For the new study, published in the journal General Hospital Psychiatry, researchers examined Medicare and private medical insurance claims data for 189 trial participants.  After incorporating the $460 average cost to deliver the intervention that included nurse and supervising physician time, patients randomly assigned to the intervention had $2,068 lower median claims costs at one year after bypass surgery compared to those who received their doctors’ usual care ($16,126 vs. $18,194).


The intervention was also highly cost-effective, producing more quality-adjusted life-years (QALY), a measure analysts use to determine the value of different medical actions, while significantly lowering medical claims costs by $9,889 per additional QALY generated, a first for a collaborative care strategy for treating depression in any patient population.
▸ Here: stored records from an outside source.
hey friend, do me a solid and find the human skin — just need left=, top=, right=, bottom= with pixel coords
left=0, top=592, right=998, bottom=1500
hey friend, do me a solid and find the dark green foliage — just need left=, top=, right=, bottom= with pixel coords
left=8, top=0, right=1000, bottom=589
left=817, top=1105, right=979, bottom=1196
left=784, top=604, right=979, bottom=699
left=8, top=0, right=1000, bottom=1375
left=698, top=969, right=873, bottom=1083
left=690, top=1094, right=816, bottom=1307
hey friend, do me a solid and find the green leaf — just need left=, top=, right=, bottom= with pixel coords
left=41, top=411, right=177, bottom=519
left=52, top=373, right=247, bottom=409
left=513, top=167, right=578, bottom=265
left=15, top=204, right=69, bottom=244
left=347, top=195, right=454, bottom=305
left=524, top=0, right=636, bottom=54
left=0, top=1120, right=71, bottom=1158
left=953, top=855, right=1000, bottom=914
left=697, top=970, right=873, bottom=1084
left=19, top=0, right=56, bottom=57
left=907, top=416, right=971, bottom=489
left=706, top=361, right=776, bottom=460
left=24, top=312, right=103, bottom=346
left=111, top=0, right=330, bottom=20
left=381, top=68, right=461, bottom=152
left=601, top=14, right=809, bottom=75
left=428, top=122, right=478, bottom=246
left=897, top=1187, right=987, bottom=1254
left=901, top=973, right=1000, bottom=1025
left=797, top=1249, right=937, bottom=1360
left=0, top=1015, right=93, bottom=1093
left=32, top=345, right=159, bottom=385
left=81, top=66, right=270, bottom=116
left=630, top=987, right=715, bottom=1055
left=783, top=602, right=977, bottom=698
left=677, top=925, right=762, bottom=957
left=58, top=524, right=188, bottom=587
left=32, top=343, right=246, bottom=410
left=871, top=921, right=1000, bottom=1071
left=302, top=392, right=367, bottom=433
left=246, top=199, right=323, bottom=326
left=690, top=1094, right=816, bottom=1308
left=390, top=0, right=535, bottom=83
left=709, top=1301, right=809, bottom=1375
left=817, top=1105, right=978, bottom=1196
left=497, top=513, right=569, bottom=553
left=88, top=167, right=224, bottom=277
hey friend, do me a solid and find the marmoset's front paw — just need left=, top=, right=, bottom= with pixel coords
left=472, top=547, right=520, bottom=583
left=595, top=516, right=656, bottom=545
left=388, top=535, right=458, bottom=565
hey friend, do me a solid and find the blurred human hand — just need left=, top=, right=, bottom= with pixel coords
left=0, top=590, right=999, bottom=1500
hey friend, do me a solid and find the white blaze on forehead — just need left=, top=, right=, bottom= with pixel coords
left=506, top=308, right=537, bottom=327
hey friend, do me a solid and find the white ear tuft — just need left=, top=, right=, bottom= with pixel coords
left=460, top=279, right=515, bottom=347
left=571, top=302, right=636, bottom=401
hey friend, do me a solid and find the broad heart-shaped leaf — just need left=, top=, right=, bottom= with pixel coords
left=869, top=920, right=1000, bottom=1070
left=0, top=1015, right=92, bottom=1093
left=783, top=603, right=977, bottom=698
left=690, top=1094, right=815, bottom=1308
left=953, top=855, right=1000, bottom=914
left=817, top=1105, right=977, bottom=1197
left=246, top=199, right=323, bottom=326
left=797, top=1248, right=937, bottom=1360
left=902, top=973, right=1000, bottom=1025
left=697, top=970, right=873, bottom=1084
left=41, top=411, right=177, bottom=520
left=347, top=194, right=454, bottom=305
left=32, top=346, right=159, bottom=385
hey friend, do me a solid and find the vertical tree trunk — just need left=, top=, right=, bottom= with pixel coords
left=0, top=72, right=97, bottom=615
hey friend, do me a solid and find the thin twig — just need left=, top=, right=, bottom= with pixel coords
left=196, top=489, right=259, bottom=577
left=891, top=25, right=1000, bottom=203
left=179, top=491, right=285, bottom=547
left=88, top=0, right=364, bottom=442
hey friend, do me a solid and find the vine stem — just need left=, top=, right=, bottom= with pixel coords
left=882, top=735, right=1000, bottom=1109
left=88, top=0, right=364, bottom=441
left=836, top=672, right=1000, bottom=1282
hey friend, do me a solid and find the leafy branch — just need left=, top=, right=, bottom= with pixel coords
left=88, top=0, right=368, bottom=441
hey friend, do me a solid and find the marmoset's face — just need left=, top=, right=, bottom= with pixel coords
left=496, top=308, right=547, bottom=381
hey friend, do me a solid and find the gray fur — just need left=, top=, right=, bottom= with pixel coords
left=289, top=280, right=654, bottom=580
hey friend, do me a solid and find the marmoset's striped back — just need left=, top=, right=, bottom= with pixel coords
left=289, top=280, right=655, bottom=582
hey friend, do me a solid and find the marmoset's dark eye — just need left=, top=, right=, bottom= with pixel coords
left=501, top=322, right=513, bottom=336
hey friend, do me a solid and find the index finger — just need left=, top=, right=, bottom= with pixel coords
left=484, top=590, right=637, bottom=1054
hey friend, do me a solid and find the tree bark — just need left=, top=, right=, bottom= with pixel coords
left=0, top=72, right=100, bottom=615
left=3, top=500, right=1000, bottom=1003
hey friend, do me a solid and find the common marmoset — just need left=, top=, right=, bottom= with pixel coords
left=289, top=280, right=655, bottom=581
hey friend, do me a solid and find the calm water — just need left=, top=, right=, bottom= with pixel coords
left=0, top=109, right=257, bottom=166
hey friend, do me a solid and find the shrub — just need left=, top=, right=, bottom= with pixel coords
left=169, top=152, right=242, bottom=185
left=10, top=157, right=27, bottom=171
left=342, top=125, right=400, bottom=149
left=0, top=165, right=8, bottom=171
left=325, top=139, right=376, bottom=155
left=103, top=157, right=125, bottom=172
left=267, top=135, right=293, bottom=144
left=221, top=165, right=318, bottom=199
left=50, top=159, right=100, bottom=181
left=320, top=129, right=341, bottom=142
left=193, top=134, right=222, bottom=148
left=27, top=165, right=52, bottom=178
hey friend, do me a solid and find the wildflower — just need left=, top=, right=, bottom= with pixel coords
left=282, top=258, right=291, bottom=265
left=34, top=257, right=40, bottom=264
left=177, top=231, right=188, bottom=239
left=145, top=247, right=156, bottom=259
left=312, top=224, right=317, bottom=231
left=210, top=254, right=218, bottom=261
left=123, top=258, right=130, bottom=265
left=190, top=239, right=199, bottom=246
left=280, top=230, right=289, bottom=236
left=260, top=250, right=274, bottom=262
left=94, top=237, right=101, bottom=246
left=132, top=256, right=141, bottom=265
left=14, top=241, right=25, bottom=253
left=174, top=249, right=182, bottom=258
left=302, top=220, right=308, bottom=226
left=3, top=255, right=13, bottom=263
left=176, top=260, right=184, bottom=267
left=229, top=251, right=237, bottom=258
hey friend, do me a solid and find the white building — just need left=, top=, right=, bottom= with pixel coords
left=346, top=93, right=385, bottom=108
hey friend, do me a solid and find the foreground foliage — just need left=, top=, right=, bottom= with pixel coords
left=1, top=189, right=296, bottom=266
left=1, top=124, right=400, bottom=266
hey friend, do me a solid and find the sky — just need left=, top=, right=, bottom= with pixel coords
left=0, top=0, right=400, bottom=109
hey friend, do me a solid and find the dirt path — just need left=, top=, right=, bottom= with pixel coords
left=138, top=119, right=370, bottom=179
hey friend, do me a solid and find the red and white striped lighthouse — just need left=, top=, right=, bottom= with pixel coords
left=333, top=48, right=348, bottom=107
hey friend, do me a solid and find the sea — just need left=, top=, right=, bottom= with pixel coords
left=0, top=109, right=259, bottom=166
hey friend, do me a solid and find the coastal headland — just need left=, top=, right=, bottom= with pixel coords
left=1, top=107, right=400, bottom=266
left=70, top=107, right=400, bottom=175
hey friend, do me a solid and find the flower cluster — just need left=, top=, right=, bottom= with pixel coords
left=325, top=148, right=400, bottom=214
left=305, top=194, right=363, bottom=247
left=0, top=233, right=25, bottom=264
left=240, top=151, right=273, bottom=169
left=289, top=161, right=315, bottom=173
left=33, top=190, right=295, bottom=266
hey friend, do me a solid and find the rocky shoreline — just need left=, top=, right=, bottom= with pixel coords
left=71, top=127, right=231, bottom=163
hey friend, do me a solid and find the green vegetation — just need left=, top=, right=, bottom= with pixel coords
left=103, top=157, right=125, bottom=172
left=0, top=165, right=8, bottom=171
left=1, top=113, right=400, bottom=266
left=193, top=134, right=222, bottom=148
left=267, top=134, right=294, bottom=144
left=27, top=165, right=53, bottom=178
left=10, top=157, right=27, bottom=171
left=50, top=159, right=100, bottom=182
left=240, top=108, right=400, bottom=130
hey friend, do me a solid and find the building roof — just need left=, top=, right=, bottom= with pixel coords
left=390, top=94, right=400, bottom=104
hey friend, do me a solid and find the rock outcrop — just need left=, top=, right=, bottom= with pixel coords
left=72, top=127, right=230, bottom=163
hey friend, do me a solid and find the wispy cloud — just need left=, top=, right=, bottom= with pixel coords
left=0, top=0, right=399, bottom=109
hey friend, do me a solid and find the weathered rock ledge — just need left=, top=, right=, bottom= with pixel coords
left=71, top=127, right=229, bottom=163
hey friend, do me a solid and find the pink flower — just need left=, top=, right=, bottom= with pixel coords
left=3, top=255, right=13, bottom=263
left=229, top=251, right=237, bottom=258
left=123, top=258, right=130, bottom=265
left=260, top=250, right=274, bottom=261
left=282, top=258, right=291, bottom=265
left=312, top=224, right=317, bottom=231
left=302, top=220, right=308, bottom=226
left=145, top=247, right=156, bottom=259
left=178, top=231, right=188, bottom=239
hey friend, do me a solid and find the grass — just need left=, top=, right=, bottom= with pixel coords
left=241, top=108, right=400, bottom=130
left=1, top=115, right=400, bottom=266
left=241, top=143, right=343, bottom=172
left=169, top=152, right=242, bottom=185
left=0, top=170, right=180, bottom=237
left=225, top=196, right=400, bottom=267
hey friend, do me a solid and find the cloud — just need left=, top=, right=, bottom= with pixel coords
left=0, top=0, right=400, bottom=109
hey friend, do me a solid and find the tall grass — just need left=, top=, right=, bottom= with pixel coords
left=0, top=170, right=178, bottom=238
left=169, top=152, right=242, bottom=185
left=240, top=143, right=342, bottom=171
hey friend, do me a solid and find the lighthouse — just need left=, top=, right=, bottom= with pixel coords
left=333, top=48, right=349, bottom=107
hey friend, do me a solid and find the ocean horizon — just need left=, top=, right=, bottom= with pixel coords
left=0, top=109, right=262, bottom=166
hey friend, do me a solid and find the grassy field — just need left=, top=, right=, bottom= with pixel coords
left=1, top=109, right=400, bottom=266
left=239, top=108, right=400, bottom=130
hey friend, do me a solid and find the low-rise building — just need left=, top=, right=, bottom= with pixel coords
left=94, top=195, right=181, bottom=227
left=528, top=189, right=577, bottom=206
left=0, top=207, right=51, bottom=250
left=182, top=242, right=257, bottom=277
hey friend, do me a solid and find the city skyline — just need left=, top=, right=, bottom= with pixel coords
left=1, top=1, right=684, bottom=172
About 400,000 CABG surgeries are performed annually in the US, and studies indicate approximately one in five patients who undergo the procedure experience clinical depression. Extending this $2,068 savings to all depressed post-CABG patients has the potential to save more than $165 million in medical claims in the first year following surgery, Rollman says.

The collaborative care model involves care managers who follow an evidence-based treatment protocol under the supervision of a primary care physician. The team systematically contacts patients to monitor their mood symptoms and recommends appropriate adjustments in treatment.

Although team-based collaborative care for depression has yet to be widely adopted, it is increasingly being provided by integrated health care systems through “patient-centered medical homes” supported by payment reforms under the Affordable Care Act.

Other researchers from University of Pittsburgh and from Weill Cornell Medical College collaborated on the study.

The Fine Foundation and the National Institutes of Health supported the study.